A Question is given followed by two Statements I and II. Consider the Questions and the Statements. A certain amount was distributed among X, Y and Z. Question : Who received the least amount? Statement-I : X received 4/5 of what Y and Z together received. Statement-II: Y received 2/7 of what X and Z together received. Which one of the following is correct in respect of the above Question and the Statements?

1. A. The Question can be answered by using one of the Statements alone, but cannot be answered using the other Statement alone
2. B. The Question can be answered by using either Statement alone
3. C. The Question can be answered by using both the Statements together, but cannot be answered using either Statement alone
4. D. The Question cannot be answered even by using both the Statements together

Answer: C

Explanation

Let the total amount distributed be T = X + Y + Z.

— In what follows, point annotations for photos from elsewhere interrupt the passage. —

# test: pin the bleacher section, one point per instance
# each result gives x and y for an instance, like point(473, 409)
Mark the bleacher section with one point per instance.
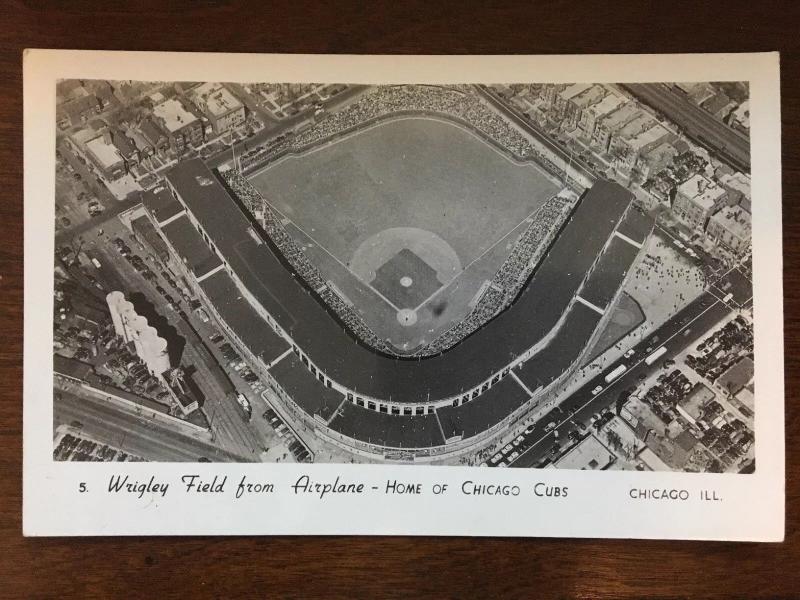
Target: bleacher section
point(305, 389)
point(609, 272)
point(485, 411)
point(382, 429)
point(241, 317)
point(353, 365)
point(559, 354)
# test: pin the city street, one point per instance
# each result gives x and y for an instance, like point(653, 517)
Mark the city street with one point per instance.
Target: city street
point(731, 145)
point(679, 332)
point(136, 434)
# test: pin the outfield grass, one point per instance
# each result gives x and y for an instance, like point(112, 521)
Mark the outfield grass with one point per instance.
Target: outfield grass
point(416, 172)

**Statement I: X received 4/5 of what Y and Z together received.**
X = (4/5)(Y + Z)
Since Y + Z = T – X, we have X = (4/5)(T – X)
5X = 4T – 4X => 9X = 4T => X = 4T/9.
This statement tells us X’s share relative to the total, but we cannot compare X, Y, and Z individually. So, Statement I alone is insufficient.

**Statement II: Y received 2/7 of what X and Z together received.**
Y = (2/7)(X + Z)
Since X + Z = T – Y, we have Y = (2/7)(T – Y)
7Y = 2T – 2Y => 9Y = 2T => Y = 2T/9.
This statement tells us Y’s share relative to the total, but we cannot compare X, Y, and Z individually. So, Statement II alone is insufficient.

**Combining Statement I and Statement II:**
From Statement I, X = 4T/9.
From Statement II, Y = 2T/9.
Since X + Y + Z = T, we can find Z:
(4T/9) + (2T/9) + Z = T
6T/9 + Z = T
2T/3 + Z = T
Z = T – 2T/3 = T/3 = 3T/9.

Now we have the shares:
X = 4T/9
Y = 2T/9
Z = 3T/9
Comparing these values, Y (2T/9) received the least amount. Thus, both statements together are sufficient to answer the question. This question tests data sufficiency and algebraic reasoning with ratios.